AMPCO just interfaced Maximo to the SAP software to obtain all the financial data it needs, for payment processing, compliance with the Sarbanes-Oxley Act, Foreign Corrupt Policies Act, and the Patriot Act. “Now AMPCO has a decent security matrix with roles that people can work with,” says Grone. AMPCO also facilited the departments working together a lot more now that accounting has to rely on marketing to generate sales orders and invoices. There is more segregation of duties, but each of the departments is less of a silo than it had been. The solution gives AMPCO the ability to control its IT strategy and makes the company independent of the shareholder’s IT infrastructure.

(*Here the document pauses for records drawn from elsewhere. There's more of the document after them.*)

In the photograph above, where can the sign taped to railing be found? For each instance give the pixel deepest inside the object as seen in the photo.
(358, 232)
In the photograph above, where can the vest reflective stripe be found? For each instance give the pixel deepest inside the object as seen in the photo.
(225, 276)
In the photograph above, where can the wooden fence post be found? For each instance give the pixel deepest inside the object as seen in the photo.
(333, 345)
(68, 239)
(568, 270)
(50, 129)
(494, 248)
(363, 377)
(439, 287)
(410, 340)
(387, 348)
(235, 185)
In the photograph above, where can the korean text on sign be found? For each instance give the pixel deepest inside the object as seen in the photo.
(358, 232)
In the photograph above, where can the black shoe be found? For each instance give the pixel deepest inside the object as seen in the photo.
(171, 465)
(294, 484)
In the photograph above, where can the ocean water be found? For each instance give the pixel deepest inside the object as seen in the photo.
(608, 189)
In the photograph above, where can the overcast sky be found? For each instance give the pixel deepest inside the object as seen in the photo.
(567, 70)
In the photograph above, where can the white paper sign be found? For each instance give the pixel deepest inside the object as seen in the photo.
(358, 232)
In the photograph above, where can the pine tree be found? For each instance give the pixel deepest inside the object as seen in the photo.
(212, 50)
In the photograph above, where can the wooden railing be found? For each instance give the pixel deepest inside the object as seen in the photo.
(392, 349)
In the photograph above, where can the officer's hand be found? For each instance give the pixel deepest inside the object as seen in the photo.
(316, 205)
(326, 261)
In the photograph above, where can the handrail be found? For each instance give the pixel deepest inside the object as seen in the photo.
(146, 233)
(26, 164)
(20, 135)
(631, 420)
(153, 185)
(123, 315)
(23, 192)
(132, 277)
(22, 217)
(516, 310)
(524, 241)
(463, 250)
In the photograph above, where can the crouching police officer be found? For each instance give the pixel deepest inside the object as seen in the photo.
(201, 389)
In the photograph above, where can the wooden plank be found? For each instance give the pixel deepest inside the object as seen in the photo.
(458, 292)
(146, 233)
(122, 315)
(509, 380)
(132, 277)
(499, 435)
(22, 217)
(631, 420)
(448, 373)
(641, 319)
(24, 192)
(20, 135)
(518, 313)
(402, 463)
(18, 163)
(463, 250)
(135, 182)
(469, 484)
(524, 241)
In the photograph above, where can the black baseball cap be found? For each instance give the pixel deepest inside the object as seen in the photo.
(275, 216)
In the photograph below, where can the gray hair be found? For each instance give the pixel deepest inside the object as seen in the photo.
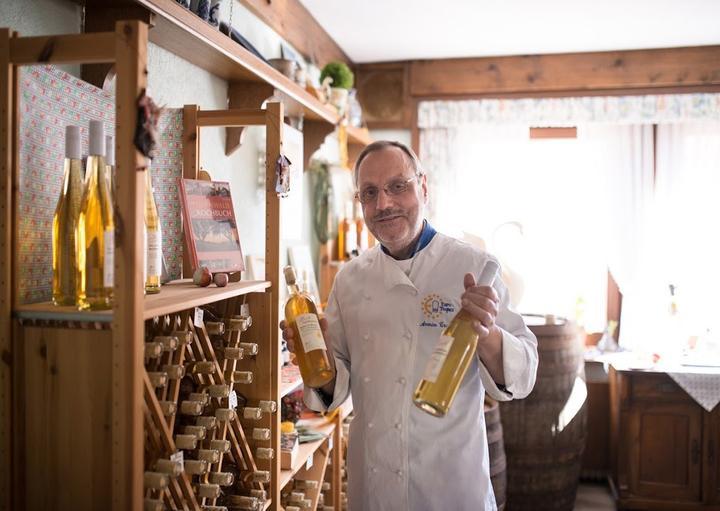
(379, 145)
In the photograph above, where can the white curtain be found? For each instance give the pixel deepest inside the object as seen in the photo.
(539, 205)
(561, 212)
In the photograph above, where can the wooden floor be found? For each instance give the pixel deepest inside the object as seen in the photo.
(594, 497)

“Of course we’ve had some minor hiccups, but really nothing that could be significant. What counts is that AMPCO has a solution to provide business visibility across all three companies, with business process documentation for financial, marketing, and materials management functions,” says Grone. “The robust interplay of SAP’s financial functionality and the Maximo CMMS provides employees with more timely and useful detail,” summarizes Grone.
One of most fascinating things Grone learned during the implementation project is related to culture. “When Marathon Oil Company rolled out SAP software, you had a user base that had to go to training. All too often, you would hear ‘I don’t have time for this,’ or ‘Why don’t we keep using the old process?’ The Equatorial Guineans and expatriate workforce understood that AMPCO was teaching them a skill that is marketable anywhere in the world. It’s a truly professional task and they were absolutely wonderful to work with in that regard,” concludes Grone.